Create design solutions to help elderly people overcome the barriers associated with learning new interfaces.
A book manual, cards and a map to teach users about features and applications.
Description from Special Projects Studios:
When Samsung approached us to look for solutions as to why not enough old people were using smartphones (less than 5% of the users were sending a text a day), we felt we were on to something exciting.
To discover what was hindering people’s interaction with smart phones we first created an unconventional research journey that involved field visits to homes across Europe, workshop featuring magic tricks and hands-on activities (e.g. asking our participants to “draw” their mobile phones on a banana, using coloured pencils and stickers gave us a really good idea of people’s aspirations in relation to mobile technology).
This immersive research journey enabled us to draw knowledge from their everyday experience, picking up contextual cues about their mental models and observing how these models guided their attitude towards mobile technology. Interestingly, the word ‘technology’ was not brought up at all in conversations, because it was “a scary topic”, so we chatted about magic and aspirations instead.
What hindered people’s regular interaction with mobile phones, we found out, was not their age, or their presumed lack of technological skills, but the clumsiness of the phone’s manuals. The poor design and encrypted terminology discouraged them from even trying to set up their mobile phones. Books, on the other hand were a very familiar and preferred way of learning new skills.
Delivering our solution in the shape of a book was a way of creating an analog bridge between them and what was until then a very unfriendly topic, technology.
Beautifully crafted and easy to understand, the manuals guided the users step by step through the process of setting up their smartphones, empowering people to use their mobiles more often and with a lot more confidence.

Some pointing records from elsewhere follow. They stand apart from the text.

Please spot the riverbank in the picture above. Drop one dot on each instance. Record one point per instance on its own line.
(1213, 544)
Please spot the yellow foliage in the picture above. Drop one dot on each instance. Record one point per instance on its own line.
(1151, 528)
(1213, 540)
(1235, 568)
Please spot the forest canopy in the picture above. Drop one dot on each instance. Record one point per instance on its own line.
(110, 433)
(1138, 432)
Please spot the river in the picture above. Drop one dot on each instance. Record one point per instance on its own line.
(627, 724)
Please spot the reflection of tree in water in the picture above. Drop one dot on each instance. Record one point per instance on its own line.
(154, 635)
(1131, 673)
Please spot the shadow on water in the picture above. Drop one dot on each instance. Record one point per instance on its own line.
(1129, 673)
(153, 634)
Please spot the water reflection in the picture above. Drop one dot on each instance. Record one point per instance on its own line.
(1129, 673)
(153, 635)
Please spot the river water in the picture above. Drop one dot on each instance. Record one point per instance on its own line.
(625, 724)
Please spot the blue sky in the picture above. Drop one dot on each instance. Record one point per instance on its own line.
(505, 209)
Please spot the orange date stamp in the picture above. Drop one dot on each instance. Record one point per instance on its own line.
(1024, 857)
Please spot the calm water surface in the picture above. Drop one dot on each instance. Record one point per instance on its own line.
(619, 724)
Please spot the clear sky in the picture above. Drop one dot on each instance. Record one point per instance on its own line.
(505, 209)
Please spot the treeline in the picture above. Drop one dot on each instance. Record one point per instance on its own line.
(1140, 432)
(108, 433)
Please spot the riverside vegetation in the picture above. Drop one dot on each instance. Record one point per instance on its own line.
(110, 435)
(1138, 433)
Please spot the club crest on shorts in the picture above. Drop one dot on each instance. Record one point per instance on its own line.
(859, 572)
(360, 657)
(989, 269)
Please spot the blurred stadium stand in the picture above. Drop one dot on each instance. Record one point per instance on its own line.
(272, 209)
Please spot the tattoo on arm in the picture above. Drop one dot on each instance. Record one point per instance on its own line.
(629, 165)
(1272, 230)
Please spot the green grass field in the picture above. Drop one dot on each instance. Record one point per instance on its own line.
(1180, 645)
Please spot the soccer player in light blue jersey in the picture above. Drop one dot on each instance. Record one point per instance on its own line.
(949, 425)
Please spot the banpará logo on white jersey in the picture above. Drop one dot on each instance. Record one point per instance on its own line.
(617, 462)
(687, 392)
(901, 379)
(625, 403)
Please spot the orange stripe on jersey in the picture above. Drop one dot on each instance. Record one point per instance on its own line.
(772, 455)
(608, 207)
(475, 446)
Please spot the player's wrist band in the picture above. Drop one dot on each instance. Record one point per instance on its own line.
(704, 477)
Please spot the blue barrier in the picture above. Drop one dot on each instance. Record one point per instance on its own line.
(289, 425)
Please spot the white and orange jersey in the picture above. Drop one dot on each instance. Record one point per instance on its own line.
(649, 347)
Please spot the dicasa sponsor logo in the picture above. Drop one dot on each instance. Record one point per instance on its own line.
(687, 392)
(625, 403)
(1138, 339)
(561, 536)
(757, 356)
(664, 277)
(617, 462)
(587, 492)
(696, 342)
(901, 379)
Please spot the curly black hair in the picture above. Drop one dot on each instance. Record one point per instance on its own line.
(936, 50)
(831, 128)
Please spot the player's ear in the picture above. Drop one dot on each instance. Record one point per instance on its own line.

‘Out of the box’ was the only phone manual featured in an exhibition at the MoMA, in New York. It was also shown at Vienna, as part of the exhibition Design Diversity at the Wagner:Werk Museum Postsparkasse – a show that challenges assumptions on design for older adults and calling for a more inclusive design.
1. The Manual
Users learn about features by sliding the phone inside the book and turning the pages.
2. The Cards
To support novice users, RFID cards can be touched on the phone to launch tasks or applications.
3. The Map
The entire structure of the phone is mapped out on a poster so users can understand and discover features more easily.